On the other hand, in a study by Frédéric Volpi and Ewan Stein, the inconsistency between the Egyptian and Tunisian brotherhoods was underlined by comparing the different Islamic groups in the post-Arab spring landscape. They argue that the results of the groups are due to ‘the choices made during the aftermath of the uprisings’ and ‘longer term path dependencies’ (see Volpi and Stein, 2015: 285). In their opinion, Ennahda may have played a stabilizing role in Tunisia and contributed to the strengthening of democracy after the revolution. In contrast, such words can not be said by the Egyptian Brotherhood, as their actions together with those of the military and former government members are routine the multi-party and electoral policies prevented (see Volpi and Stein, 2015: 286).

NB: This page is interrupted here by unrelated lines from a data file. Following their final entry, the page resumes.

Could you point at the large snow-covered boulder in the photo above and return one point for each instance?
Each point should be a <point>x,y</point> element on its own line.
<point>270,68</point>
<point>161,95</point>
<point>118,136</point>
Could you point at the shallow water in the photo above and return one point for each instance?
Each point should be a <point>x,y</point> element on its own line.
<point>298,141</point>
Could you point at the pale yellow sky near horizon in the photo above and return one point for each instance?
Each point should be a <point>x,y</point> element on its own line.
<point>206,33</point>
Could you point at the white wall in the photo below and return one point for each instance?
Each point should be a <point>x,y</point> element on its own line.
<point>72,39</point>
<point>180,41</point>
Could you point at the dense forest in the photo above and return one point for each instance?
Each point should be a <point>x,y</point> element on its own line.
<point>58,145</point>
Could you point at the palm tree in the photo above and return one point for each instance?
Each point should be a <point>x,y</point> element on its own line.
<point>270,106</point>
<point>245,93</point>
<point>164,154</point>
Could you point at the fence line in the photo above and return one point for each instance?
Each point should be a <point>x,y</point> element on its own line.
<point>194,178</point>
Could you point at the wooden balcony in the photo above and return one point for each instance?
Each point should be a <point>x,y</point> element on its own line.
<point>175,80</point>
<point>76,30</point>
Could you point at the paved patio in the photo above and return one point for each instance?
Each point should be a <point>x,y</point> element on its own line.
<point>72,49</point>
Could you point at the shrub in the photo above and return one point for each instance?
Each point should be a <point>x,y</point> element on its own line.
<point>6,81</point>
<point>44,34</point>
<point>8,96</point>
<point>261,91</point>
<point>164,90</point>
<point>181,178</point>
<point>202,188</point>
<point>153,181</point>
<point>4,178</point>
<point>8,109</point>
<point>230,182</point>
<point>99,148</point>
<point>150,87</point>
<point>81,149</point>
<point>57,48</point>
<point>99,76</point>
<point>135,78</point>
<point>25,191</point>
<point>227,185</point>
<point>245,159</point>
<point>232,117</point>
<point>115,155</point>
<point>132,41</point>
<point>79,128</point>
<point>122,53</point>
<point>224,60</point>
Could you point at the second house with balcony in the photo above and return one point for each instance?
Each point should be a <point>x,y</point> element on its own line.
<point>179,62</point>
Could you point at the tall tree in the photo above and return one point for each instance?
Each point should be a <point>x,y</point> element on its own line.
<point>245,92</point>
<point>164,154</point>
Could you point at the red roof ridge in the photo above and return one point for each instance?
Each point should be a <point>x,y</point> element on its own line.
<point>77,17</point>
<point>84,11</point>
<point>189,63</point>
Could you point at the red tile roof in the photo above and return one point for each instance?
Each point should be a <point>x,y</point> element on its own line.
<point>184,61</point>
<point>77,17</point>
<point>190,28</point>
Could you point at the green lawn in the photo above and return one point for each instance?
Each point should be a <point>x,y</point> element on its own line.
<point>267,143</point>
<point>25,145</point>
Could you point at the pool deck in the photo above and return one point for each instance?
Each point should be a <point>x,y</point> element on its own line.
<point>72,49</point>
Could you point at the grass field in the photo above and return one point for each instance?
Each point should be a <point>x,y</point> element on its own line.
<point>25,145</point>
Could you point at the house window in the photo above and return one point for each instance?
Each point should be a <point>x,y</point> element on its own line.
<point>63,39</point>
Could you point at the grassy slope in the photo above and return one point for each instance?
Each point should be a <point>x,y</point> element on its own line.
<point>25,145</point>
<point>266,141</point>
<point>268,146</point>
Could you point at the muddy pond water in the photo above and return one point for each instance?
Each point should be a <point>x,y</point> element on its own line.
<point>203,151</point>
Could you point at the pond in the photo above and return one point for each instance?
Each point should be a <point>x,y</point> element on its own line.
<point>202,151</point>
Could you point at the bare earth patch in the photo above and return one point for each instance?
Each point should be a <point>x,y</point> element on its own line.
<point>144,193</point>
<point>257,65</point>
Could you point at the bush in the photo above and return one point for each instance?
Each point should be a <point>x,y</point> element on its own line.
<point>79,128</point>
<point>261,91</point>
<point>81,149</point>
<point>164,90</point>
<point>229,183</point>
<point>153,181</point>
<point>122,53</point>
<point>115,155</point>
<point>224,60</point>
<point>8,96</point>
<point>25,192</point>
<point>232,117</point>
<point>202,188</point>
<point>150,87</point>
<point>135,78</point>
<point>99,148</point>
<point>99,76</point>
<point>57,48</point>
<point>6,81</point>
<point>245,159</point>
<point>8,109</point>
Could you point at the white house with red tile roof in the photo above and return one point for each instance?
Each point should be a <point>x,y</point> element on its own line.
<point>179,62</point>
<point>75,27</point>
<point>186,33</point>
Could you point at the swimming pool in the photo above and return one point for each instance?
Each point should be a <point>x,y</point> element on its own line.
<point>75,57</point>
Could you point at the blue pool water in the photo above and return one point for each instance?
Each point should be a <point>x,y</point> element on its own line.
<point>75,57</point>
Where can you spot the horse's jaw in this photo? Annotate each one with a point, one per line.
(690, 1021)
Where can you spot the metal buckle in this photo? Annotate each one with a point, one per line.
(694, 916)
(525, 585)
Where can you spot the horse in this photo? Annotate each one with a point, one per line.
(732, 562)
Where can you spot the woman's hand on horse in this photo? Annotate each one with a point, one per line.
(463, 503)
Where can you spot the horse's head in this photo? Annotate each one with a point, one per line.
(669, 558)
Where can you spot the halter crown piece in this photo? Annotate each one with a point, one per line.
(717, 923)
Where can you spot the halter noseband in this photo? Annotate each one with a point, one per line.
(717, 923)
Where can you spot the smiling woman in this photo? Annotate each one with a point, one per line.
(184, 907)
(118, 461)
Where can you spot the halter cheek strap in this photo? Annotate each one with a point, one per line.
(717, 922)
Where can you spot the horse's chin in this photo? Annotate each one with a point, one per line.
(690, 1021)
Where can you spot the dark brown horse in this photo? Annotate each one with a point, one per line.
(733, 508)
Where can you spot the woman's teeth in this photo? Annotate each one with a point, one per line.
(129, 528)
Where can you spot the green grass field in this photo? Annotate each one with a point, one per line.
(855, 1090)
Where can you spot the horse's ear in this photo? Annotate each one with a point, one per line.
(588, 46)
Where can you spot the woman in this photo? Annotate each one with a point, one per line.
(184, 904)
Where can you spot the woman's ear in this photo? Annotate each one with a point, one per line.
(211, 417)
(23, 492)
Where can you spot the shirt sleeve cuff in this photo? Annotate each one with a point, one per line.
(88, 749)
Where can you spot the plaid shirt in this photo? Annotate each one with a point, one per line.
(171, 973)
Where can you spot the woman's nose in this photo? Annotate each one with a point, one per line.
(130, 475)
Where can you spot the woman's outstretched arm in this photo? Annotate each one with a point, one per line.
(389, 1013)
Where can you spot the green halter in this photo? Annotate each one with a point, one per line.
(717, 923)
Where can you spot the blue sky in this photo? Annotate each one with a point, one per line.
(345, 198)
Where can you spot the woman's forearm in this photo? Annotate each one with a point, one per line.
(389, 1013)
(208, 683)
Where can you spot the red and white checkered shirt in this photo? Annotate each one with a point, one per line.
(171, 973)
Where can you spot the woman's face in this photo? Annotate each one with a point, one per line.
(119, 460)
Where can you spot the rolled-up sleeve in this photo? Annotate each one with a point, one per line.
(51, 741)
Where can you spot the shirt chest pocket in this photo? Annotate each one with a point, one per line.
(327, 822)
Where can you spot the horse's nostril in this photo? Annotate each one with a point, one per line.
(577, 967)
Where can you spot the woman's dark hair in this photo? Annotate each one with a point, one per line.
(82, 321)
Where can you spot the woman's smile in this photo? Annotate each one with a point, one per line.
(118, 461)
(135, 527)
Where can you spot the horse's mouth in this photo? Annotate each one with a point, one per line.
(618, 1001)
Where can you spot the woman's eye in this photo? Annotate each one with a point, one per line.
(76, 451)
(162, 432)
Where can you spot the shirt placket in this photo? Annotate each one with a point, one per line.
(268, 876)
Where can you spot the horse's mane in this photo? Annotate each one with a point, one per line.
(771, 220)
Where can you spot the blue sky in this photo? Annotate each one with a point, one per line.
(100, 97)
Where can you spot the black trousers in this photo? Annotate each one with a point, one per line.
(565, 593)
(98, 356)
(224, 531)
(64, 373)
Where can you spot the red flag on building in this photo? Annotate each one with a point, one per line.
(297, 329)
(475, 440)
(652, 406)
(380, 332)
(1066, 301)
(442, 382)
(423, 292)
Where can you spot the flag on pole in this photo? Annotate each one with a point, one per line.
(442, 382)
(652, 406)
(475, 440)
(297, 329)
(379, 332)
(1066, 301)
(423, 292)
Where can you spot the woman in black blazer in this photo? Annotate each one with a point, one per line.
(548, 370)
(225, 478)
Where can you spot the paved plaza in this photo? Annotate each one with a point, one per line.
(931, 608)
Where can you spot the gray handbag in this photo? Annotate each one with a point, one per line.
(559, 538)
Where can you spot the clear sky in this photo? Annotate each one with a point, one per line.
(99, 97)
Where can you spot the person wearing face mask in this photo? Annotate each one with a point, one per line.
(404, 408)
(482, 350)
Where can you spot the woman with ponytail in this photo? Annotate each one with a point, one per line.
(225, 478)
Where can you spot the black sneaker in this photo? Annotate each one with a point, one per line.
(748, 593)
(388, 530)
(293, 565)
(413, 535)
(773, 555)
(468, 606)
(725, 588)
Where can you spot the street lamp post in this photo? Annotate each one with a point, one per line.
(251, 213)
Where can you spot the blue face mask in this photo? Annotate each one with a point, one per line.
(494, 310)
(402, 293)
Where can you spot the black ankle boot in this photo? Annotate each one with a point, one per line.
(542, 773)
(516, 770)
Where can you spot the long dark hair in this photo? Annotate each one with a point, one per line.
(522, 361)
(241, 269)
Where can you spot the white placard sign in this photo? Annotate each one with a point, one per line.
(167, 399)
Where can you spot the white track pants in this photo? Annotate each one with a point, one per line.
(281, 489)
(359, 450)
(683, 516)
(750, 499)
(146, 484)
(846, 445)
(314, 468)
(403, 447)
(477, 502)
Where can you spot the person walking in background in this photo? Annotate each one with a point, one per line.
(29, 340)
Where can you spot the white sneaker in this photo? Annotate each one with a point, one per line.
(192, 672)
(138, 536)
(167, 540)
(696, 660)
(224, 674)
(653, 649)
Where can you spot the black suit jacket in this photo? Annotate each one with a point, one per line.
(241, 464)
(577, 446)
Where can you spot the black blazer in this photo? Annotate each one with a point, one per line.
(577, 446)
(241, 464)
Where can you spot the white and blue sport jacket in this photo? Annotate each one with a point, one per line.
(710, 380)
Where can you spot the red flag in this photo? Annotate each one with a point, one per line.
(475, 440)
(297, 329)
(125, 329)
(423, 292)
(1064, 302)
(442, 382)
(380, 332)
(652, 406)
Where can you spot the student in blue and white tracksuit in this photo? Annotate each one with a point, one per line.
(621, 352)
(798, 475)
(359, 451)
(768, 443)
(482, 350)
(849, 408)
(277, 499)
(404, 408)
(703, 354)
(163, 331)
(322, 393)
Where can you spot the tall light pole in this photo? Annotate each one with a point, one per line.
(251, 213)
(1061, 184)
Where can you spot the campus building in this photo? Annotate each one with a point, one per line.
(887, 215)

Nadje al Ali addresses the question of how feminism should look at sexual violence and ISIS. She asks why there is suddenly a focus on sexual violence when it is done by the IS (see Al-Ali, 2018: 1). These two questions caught my attention. It is equally relevant in response to articles that continue to call for ‘sexual liberation’ in the Middle East without contextualizing and historicizing sexual violence. The idea that women in the Third World must consciously fight on two fronts is widely recognized. The idea is that on the one hand there is a fight against patriarchy, which is often considered ‘local’. On the other hand, there is imperialism and racism – the most visible form in our present moment is Islamophobia – which is understood as coming from the construction of the Western Empire.
These two struggles have positioned women as vulnerable to various forms of oppression and constant navigation in various structures. I read Al Alia’s concern not to emphasize the neo-colonial power or the International too much at the expense of the citizen. I found that feminists positioned in the West do not pay enough attention to local forms of patriarchy. I wanted to testify that although there are several layers in history, these layers are not easy-to-divide causes or ways of understanding gender relations; On the contrary, they show exactly how race, gender, class and other social categories constitute each other and thus establish gender relations. In other words, while we seem to create a split between international power structures and national power structures, I wonder if this has always been so.
However, these are always contextualized – they are always to be understood as the result of processes that are neither national nor international. It’s more complex than that – it’s about the dialectics between the two. In a way, I think Nadje al Ali brilliantly answers her own question by pointing out that understanding sexual violence in the Middle East always requires a contextualization and historicization of the event. In this sense, it is not about obsessively focusing on sex or sexual violence; Nor is it about ignoring the fact that there is sexual violence and sex in the Middle East. It’s about talking about it differently – and maybe we have to look at the feminists of the past.